Towards a Global Compliance Risk Assessment Approach
When Societe Generale decided to upgrade their compliance risk assessment program, the objectives were as follows: To know, anticipate, and/or mitigate the risks of non-compliance with regulations in order to (a) ensure that the bank acts in compliance with any regulation applying to any type of business and in any country (b) protect the bank, clients, and employees (c) reinforce the bank’s reputation.
To achieve these objectives, the Group Compliance needed a system that would enable a consistent and cross-border approach to compliance risk assessments across the bank, while also facilitating updates of compliance risk cartographies.
The Group also wanted to ensure that regulations were being effectively identified, analyzed, and managed. They needed to monitor action plans, consolidate compliance risks across various levels into a cohesive view, enhance reporting across all levels of the management team, manage Compliance programs and identify where resources were needed most. All these processes required the support of a robust compliance risk assessment system.
As the Group moved towards finding the right system and enhancing their compliance risk assessments, they began to think from a global perspective. The first step was to design a global compliance risk table that would be applied across all business units in different countries. The next step was to create a common compliance risk approach and a global compliance risk calculation methodology.
The global compliance risk table has helped to minimize differences in regulatory compliance between countries such as the U.S., U.K., and France. Each risk in the table is defined in such a way that compliance teams across countries can map their regulations to the corresponding risk.
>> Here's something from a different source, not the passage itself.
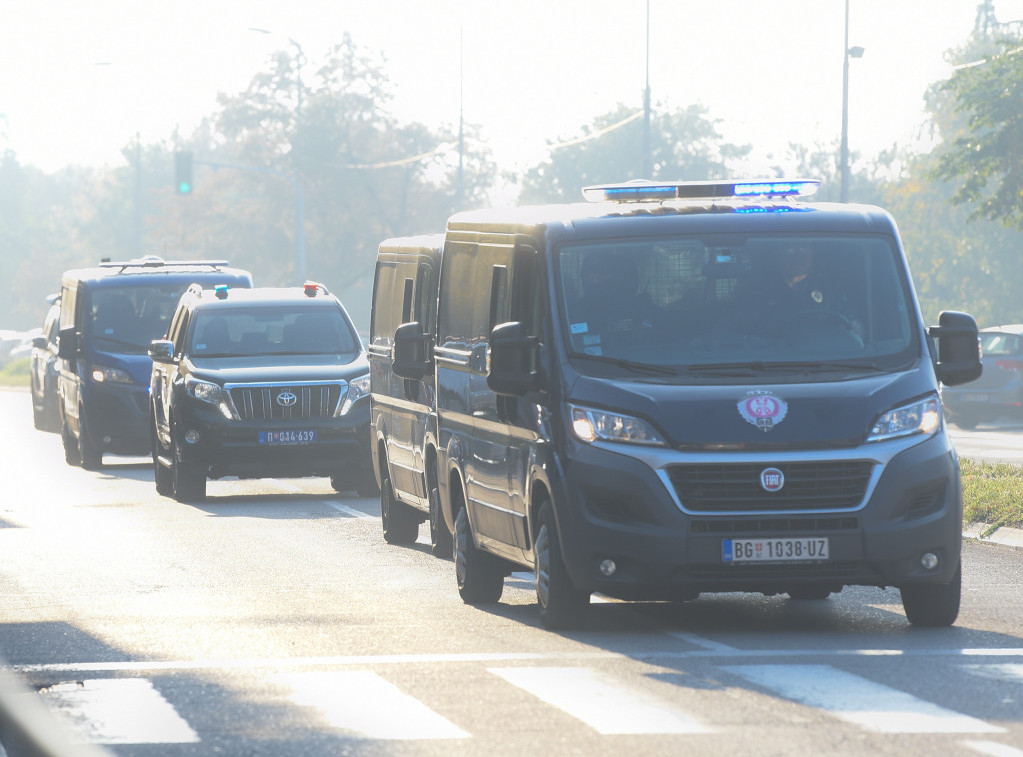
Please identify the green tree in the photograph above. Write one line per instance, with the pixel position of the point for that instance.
(684, 144)
(984, 154)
To enable and support their compliance risk program, Societe Generale selected MetricStream’s Compliance Risk Management Solution. Compliance executives believed MetricStream would be the best partner for the bank, offering the technology to organize data and help the bank strengthen reporting. By using the MetricStream solution, the bank would be able to view all relevant regulations, procedures, controls, training, risk subjects, and actions plans, supported by color coded charts - providing a truly global overview of compliance risks.
Only the compliance officers, not the business units, are authorized to enter data into the MetricStream solution. But then it was realized that while Compliance Officers could manage regulatory databases, inputs from the business were needed to list the mitigants. As a result, the Compliance Officers collaborate more closely with the business to gather data around mitigants, share the results of compliance risk assessments, identify gaps or loopholes and implement and follow up on action plans. All this data is actually being managed in the MetricStream solution.
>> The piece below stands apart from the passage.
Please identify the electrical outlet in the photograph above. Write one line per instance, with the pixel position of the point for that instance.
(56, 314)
Implementing the Compliance Risk Management Solution
Societe Generale implemented MetricStream Compliance Risk Management Solution to streamline and standardize compliance risk assessments, and to strengthen reporting.
The solution maintains several databases: (a) the business organization database which provides a consolidated, tightly mapped structure of the organization, (b) the regulatory databases which provide comprehensive information on the regulations in each country, (c) the global compliance risk database or table, and (d) the mitigant database which consolidates all controls, procedures and trainings used to mitigate compliance risks for each Business Division in each country.
The solution is also used to evaluate all inherent compliance risks (based on impact and probability), cover of risks, as well as residual risk. If the residual risk is high, the solution triggers a streamlined action plan process. It also provides dashboards and charts for risk reporting.
The solution was rolled out in phases - first in various business division, and then in various countries. Today, Societe Generale continues to work towards upgrading the solution with new capabilities and new possibilities and continues system’s implementation across the various Business Divisions and countries.
Throughout their journey, Societe Generale identified a few key best practices:
- Understand that your risk and compliance culture will vary from one country to the next. Regulatory pressures are also different across geographies.
- Stay flexible and inventive. Some things may not go according to your plan or strategy, but wherever possible, work as a team to find the solution.
- Think global right from the start. Even if you have a small department, look at the big picture, and determine how to manage compliance across the global enterprise.